Arrêtés le 1novembre 1831, Martin
et Rochette son domestique, passèrent le lendemain à Mayres, escortés
par les brigades de gendarmerie de Lanarce et d'Aubenas. Marie Breysse ne fut
arrêtée que quelque temps après. Le 1 octobre 1833 ils y
repassaient, mais cette fois pour le châtiment suprême.
Ils partirent de Privas la veille, à 5 heures du matin, sur une charrette
à deux colliers, couverte de paille, escortés par la troupe de
gendarmerie et hués par la foule.
A Thueyts, les abbés Brethon et Chabal (vicaires de Privas), ne s'étaient
pas senti le courage d'aller plus loin; ils avaient laissé leur place
sur la charrette au curé de ce bourg, M. Bonnaure et à son vicaire
Froment. En cours de route, Martin et son domestique priaient; Marie Breysse,
couchée dans la charrette, poussait de longs gémissements.
"Le soleil était couché depuis déjà longtemps,
quand on arriva à Mayres. C'était la première étape.
Il y avait quinze que roulait la charrette, en ne s'arrêtant que pour
relayer et faire reposer l'escorte. On fit descendre les condamnés et
on les garda à vue dans deux salles de la mairie. C'est la première
maison à gauche en montant, après le pont du Chambon.

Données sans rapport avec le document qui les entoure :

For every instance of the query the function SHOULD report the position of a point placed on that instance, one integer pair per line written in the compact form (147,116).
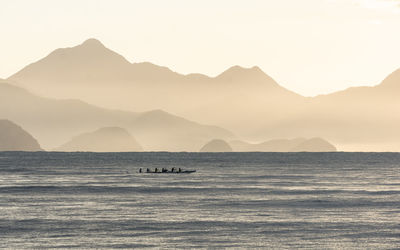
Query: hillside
(54,122)
(216,146)
(15,138)
(109,139)
(285,145)
(93,73)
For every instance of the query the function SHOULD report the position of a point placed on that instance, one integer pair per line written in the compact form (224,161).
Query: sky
(310,46)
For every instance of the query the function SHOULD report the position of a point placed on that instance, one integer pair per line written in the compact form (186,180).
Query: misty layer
(244,100)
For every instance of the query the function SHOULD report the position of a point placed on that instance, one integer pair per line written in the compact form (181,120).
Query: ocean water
(238,200)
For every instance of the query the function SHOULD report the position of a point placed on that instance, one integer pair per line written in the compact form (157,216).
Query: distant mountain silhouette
(356,119)
(14,138)
(285,145)
(216,146)
(54,122)
(93,73)
(244,100)
(109,139)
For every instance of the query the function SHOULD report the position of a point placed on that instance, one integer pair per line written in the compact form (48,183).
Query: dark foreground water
(240,200)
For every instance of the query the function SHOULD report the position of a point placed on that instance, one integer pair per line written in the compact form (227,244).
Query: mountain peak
(92,42)
(392,80)
(240,74)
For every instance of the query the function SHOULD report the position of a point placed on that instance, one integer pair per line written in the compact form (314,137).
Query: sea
(234,200)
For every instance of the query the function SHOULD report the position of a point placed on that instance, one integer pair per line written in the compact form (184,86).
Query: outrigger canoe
(170,172)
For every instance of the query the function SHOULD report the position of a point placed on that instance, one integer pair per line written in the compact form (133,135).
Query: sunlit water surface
(240,200)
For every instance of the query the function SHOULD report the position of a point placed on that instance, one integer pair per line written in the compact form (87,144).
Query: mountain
(109,139)
(14,138)
(216,146)
(356,119)
(54,122)
(285,145)
(314,145)
(244,100)
(95,74)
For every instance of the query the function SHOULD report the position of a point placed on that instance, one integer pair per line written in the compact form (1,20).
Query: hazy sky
(308,46)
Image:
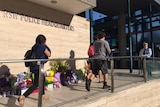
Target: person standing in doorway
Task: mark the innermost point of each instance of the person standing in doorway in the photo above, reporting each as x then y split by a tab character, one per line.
147	53
42	51
101	50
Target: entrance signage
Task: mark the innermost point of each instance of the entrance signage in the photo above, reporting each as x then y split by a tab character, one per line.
29	19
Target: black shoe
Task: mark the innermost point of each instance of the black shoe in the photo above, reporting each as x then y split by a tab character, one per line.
88	83
107	87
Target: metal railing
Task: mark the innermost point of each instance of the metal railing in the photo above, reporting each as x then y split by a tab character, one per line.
111	68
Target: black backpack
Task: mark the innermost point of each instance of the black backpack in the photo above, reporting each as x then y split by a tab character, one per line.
30	54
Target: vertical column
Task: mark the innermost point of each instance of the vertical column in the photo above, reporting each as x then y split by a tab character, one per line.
91	25
122	39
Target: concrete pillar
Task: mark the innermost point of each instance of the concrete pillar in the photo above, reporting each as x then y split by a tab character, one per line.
122	40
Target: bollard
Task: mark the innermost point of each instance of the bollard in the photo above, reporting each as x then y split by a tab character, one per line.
144	70
40	84
112	76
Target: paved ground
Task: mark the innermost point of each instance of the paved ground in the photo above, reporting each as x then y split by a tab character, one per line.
76	95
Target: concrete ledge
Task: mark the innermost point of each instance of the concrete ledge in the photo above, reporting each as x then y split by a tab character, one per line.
143	95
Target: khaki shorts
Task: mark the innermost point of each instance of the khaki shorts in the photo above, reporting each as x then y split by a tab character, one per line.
98	64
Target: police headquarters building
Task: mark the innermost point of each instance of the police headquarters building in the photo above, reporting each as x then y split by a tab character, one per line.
22	20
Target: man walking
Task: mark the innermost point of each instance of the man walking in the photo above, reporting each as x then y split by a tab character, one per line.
101	50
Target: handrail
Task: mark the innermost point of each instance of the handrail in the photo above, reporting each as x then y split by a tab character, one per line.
55	59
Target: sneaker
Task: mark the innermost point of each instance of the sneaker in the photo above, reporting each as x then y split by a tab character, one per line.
88	83
21	100
106	87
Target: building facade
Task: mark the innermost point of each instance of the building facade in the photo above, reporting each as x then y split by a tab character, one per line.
21	22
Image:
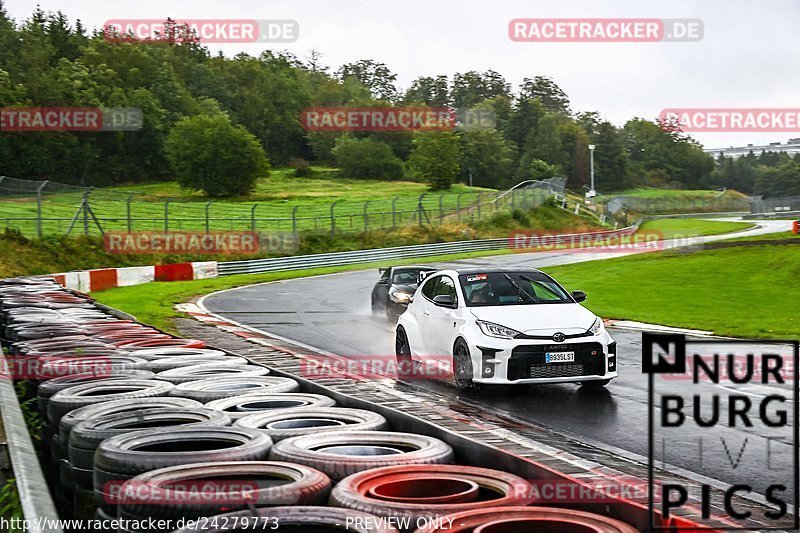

Seule Marie
Breysse demanda à manger: "Cette journée, soupira-t-elle
a été plus amère que l'archourou. ( L'archourou est un
laurier de saveur fort désagréable)." Puis tous les trois
s'assoupirent pendant que les gendarmes et les fantassins bivouaquaient aux
alentours.
Le lendemain, 2 octobre, dès 5 heures du matin, on reprit l'ordre de
marche. Arrivés à La Chavade, le soleil se leva. Rochette se dépouilla
de son manteau et apercevant un pauvre garçon de sa connaissance, il
le lui tendit en disant: "Tiens, prends mon manteau, je n'en ai plus besoin,
et prie Dieu pour moi".
On arriva à Peyrebeille vers les onze heures, et bientôt après,
justice était faite. La tête de la femme tomba la première,
puis celle de Pierre Martin et enfin celle de Jean Rochette.